With the potential controversy the use of influencers can bring, as a brand, knowing when to distance yourself versus standing by your influencer when things go south can be a delicate process.
In September this year, L’Oréal dropped its first transgender model Munroe Bergdorf from its UK campaign #allworthit following several race comments she made, a move which garnered a mixed response.
On a panel at Marketing magazine’s recent PR Asia 2017 conference, Isabelle Lim, director of corporate communications at L’Oréal Singapore echoed the global statements made by the brand that Bergdorf made comments that did not gel with some of the brand’s ideologies.
As such, it is important for brands to know what their hard rules are – rules which definitely cannot be broken by influencers. Brands need to know when and which are the situations to immediately pull back on versus the ones which are more open to discussion. Hard rules also need to be established in advance as part of a crisis management plans.
Geraldine Kan, head of corporate communications for APAC and Japan at HP, further elaborated that there was no one-size-fits-all approach when it comes to such situations. Brands need to learn and figure out where the influencer fits in their brand strategy and ethics, and then take it from there. But first, brands need to have a full awareness of what is happening.
Referencing her past experience with Lenovo, at the time a sponsor of Chinese hurdling star Liu Xiang, Kan talked about how at the time, the athlete had to exit a race because of unforeseen cramps.
Following the move, the communications team had to pre-empt the impending media wave that was to come and focus on getting a statement prepared.
“You may not know at the time whether the athlete really had a cramp or whether or not he was having a bad day, but you need to stand by your influencer until you find out what is going on – you owe them that,” she said.
Also speaking on the panel was Frazer Neo Macken, former vice-president of communications at Electrolux Asia Pacific. When it comes to deciding whether or not to continue a relationship with influencers in such scenarios, brands need to think about the context on when and how you want to cut ties. Brands also need to look at whether or not the move will make sense strategically.
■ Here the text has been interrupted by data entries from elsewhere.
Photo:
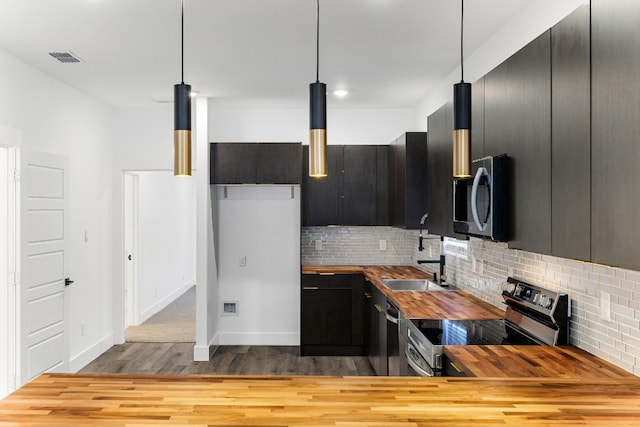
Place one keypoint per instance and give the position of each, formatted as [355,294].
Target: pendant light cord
[461,40]
[317,41]
[182,41]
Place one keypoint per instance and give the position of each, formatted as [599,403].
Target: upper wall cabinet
[571,137]
[408,179]
[615,60]
[517,113]
[355,192]
[440,172]
[256,163]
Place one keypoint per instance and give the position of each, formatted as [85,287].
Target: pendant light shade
[462,117]
[317,115]
[182,130]
[462,130]
[318,129]
[182,117]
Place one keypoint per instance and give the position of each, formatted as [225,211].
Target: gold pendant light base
[182,153]
[461,153]
[318,153]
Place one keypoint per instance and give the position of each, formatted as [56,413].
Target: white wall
[166,240]
[57,119]
[532,21]
[142,141]
[262,225]
[232,123]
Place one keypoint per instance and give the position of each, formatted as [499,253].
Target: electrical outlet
[605,306]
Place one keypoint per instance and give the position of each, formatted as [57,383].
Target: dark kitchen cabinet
[256,163]
[440,172]
[355,192]
[517,111]
[408,180]
[571,137]
[233,163]
[331,315]
[375,320]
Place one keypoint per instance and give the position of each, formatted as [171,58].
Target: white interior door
[43,264]
[131,305]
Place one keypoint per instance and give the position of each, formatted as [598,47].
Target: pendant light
[182,117]
[317,115]
[462,117]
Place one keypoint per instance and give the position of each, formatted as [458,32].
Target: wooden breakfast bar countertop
[530,361]
[454,305]
[129,400]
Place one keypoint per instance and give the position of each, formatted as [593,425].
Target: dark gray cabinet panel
[518,122]
[321,197]
[440,172]
[477,119]
[279,163]
[408,179]
[255,163]
[615,38]
[354,192]
[571,137]
[233,163]
[331,315]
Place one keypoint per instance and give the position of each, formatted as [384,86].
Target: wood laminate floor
[177,358]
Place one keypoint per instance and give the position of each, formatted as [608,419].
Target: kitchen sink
[413,285]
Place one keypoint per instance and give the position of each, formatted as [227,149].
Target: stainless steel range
[534,316]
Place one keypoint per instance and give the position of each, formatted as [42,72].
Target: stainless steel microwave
[481,203]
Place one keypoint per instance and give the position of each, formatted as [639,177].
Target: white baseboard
[90,354]
[158,306]
[202,353]
[259,338]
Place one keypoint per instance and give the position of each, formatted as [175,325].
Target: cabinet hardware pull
[454,366]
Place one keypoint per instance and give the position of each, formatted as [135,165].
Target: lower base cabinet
[375,321]
[331,319]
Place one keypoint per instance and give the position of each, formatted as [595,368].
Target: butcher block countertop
[129,400]
[455,305]
[531,361]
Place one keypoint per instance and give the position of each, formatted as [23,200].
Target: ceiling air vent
[66,57]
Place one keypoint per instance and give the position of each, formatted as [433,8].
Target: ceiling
[387,53]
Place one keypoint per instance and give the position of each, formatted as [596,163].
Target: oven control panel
[540,299]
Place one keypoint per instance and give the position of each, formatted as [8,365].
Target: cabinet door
[416,178]
[233,163]
[571,137]
[518,122]
[359,198]
[325,316]
[440,172]
[279,163]
[615,205]
[321,196]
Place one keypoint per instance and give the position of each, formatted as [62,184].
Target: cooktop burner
[471,332]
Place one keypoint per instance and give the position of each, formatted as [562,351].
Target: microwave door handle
[474,197]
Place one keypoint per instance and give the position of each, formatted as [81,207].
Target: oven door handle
[482,171]
[414,365]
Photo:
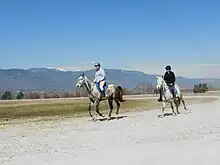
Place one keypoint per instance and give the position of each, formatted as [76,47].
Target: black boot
[160,98]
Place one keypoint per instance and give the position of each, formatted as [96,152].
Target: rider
[170,79]
[100,77]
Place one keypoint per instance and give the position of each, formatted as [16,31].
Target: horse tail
[120,93]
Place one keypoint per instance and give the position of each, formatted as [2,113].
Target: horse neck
[165,86]
[88,84]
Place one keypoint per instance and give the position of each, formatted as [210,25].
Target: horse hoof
[161,116]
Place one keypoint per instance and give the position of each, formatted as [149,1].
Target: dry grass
[73,108]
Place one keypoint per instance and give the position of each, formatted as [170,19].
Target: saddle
[105,87]
[173,89]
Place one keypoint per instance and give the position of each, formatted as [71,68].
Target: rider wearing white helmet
[100,77]
[170,79]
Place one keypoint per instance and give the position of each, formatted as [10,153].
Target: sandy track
[139,139]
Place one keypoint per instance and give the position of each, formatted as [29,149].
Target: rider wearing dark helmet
[170,79]
[100,77]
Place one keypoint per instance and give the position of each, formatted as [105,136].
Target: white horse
[167,96]
[112,93]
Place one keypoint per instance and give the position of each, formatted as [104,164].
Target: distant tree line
[144,88]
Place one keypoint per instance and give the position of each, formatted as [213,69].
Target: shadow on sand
[165,115]
[112,118]
[171,114]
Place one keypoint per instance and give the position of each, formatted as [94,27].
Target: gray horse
[168,97]
[112,93]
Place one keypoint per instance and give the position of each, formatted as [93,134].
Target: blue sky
[131,34]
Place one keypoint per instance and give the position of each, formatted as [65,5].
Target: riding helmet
[97,64]
[168,67]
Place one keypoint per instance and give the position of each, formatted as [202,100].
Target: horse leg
[90,107]
[118,106]
[97,108]
[177,108]
[171,105]
[184,105]
[163,108]
[110,102]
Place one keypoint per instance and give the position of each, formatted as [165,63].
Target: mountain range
[55,79]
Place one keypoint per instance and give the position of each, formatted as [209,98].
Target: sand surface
[138,139]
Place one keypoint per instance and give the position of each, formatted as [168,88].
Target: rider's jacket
[99,75]
[169,78]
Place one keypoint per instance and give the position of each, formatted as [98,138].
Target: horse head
[80,81]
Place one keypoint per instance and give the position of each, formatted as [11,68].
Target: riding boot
[160,98]
[173,93]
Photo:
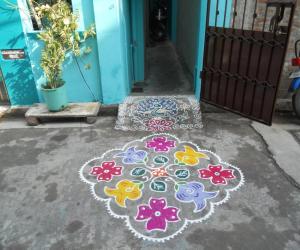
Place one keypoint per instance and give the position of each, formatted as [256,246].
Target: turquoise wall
[112,38]
[188,21]
[18,75]
[138,39]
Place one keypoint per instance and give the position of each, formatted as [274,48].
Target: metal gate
[3,92]
[244,55]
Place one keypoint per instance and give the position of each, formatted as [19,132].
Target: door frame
[138,38]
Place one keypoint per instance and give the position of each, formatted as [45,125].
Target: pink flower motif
[157,214]
[160,144]
[159,125]
[217,174]
[106,171]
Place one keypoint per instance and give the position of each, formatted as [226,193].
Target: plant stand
[89,111]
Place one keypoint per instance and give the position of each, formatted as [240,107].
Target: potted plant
[61,39]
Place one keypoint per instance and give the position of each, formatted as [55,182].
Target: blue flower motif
[158,107]
[132,156]
[194,192]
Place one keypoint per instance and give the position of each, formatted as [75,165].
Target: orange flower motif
[189,156]
[160,172]
[124,190]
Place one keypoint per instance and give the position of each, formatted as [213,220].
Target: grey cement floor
[44,205]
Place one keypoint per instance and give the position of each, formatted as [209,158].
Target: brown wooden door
[244,56]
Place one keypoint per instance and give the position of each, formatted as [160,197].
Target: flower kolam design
[159,184]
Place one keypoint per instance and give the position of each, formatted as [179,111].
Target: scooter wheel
[296,102]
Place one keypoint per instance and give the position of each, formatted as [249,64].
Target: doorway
[170,37]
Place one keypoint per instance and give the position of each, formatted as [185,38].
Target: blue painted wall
[188,21]
[138,39]
[18,75]
[112,49]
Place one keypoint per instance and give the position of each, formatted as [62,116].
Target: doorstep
[37,112]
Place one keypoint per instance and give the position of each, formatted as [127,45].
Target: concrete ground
[44,205]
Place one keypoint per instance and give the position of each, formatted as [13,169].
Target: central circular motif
[160,184]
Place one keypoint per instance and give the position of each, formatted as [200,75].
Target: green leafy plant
[60,37]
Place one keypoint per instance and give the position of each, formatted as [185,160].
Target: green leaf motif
[161,159]
[182,173]
[178,184]
[158,186]
[138,172]
[140,184]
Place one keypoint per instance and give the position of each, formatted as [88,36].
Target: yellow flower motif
[190,156]
[124,190]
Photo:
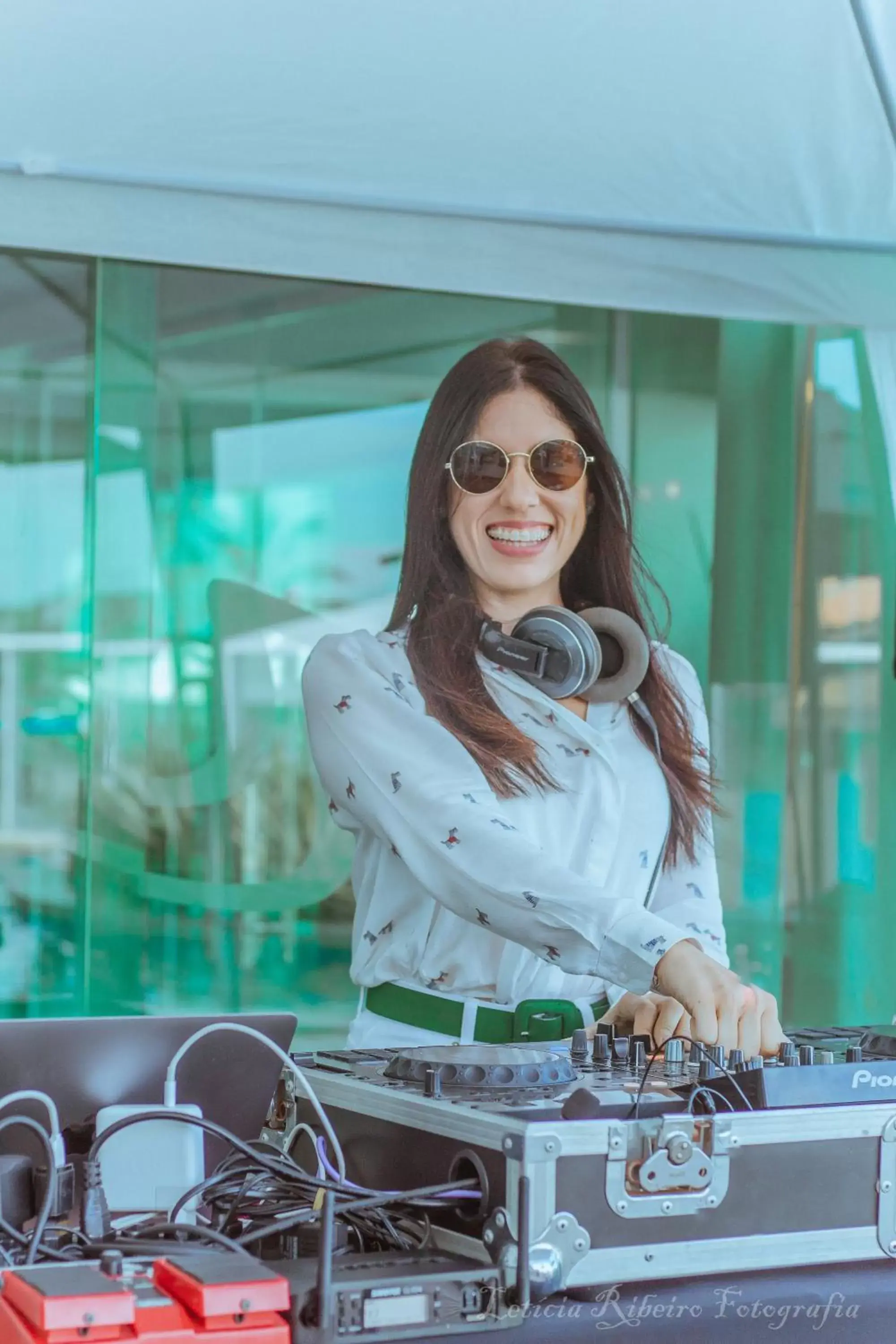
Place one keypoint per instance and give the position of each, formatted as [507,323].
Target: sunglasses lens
[478,468]
[559,464]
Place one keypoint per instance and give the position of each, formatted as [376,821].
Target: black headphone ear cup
[636,654]
[570,636]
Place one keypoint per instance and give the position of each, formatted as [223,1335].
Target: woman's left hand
[656,1015]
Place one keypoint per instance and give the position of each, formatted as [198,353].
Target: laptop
[85,1064]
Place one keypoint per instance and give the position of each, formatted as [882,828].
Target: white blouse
[539,896]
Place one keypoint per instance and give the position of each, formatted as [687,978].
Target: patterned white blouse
[457,890]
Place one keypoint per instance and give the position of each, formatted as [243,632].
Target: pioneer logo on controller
[864,1076]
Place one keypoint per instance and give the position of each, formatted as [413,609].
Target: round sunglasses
[478,467]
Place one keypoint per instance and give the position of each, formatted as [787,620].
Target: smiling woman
[513,844]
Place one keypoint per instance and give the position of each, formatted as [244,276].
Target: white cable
[57,1142]
[171,1084]
[302,1128]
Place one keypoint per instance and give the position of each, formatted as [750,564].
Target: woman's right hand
[723,1010]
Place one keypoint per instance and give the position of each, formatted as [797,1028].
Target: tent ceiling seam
[876,65]
[554,220]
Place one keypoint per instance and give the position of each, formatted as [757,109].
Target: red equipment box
[210,1297]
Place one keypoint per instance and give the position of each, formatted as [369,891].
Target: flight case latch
[667,1167]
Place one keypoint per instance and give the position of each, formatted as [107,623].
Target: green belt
[531,1021]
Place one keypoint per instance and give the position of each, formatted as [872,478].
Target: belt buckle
[528,1008]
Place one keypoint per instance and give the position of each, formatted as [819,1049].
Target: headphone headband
[564,652]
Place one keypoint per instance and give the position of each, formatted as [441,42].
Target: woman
[505,840]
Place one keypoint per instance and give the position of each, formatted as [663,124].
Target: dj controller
[499,1176]
[599,1162]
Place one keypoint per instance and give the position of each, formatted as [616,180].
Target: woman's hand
[656,1015]
[723,1010]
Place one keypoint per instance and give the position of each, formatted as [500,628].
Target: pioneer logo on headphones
[864,1076]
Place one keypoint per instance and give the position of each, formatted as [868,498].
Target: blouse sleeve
[687,896]
[402,775]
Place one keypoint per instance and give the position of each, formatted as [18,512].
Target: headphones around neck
[601,655]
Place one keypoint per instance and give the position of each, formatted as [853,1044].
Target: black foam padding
[70,1281]
[17,1190]
[221,1268]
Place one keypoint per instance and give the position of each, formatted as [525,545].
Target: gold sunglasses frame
[508,457]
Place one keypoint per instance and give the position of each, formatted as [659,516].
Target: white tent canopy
[698,156]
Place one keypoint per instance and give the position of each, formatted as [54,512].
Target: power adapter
[150,1164]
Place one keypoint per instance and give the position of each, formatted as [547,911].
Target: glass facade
[206,472]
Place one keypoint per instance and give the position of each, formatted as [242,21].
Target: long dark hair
[437,600]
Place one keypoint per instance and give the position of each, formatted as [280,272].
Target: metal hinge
[551,1256]
[668,1167]
[887,1190]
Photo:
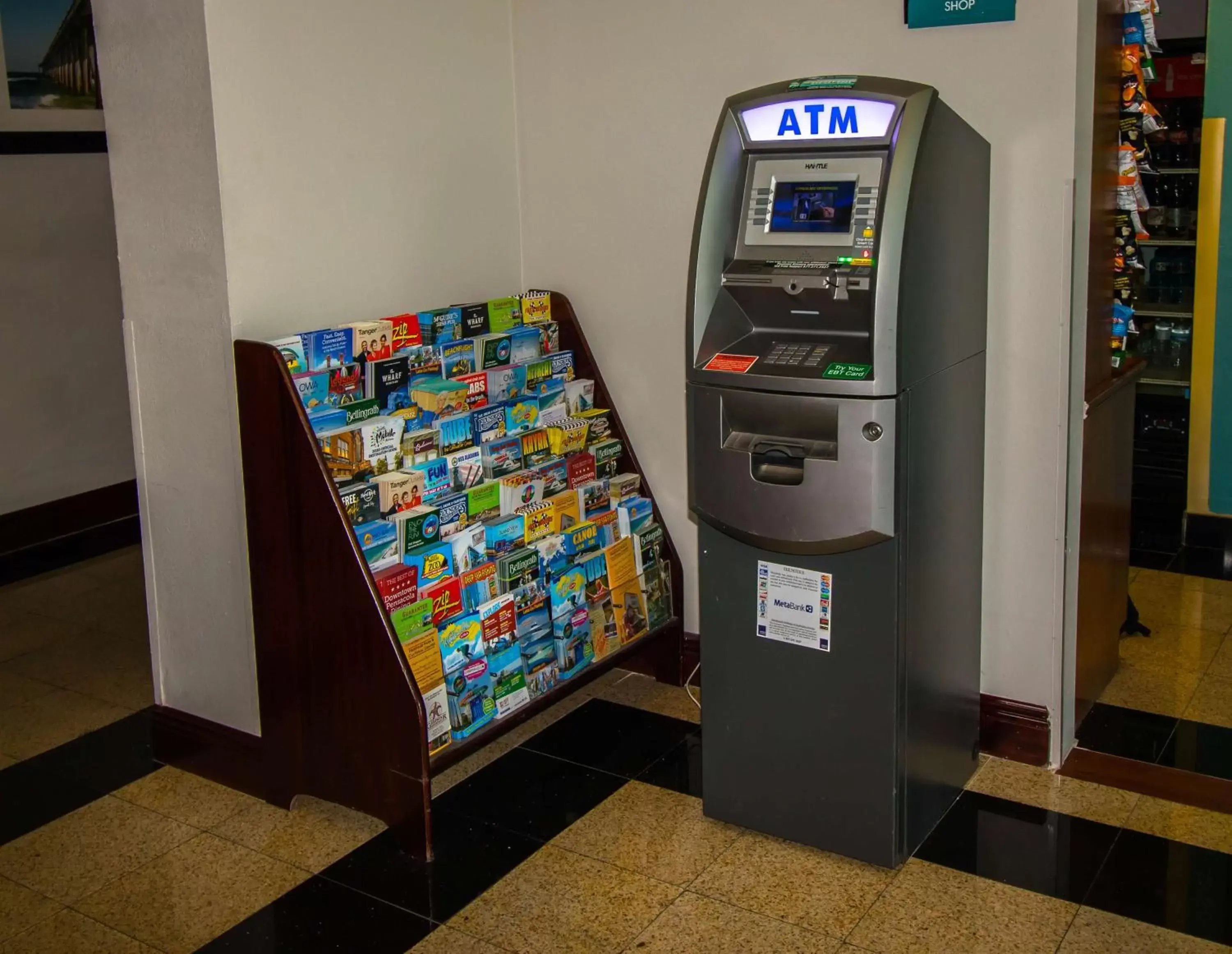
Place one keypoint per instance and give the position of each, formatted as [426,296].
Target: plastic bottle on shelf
[1162,349]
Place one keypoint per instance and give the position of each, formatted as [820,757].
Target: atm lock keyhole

“After considering all this, move fast because things today are real-time and move quickly, so you need to be timely in decision-making and cutting ties when it comes down to controversies,” he said.
Another point to consider is the size of the company, he added:
Smaller companies are more nimble and able to make decisions quicker.
This is compared with bigger corporate companies which hold bigger portfolios of brands and require several more steps. He added that when it comes to influencers, there have been some instances in the industry where marketers may look towards friend over fit when it comes to selecting the right influencer. But that doesn’t always work when it comes to meeting the ROIs you need for the campaign.
“If you get a good fit and the right influencer for your brand, that would do a lot more than getting a friend who is convenient, generates all the content, but at the end of the day produces ROI which is minuscule,” he added.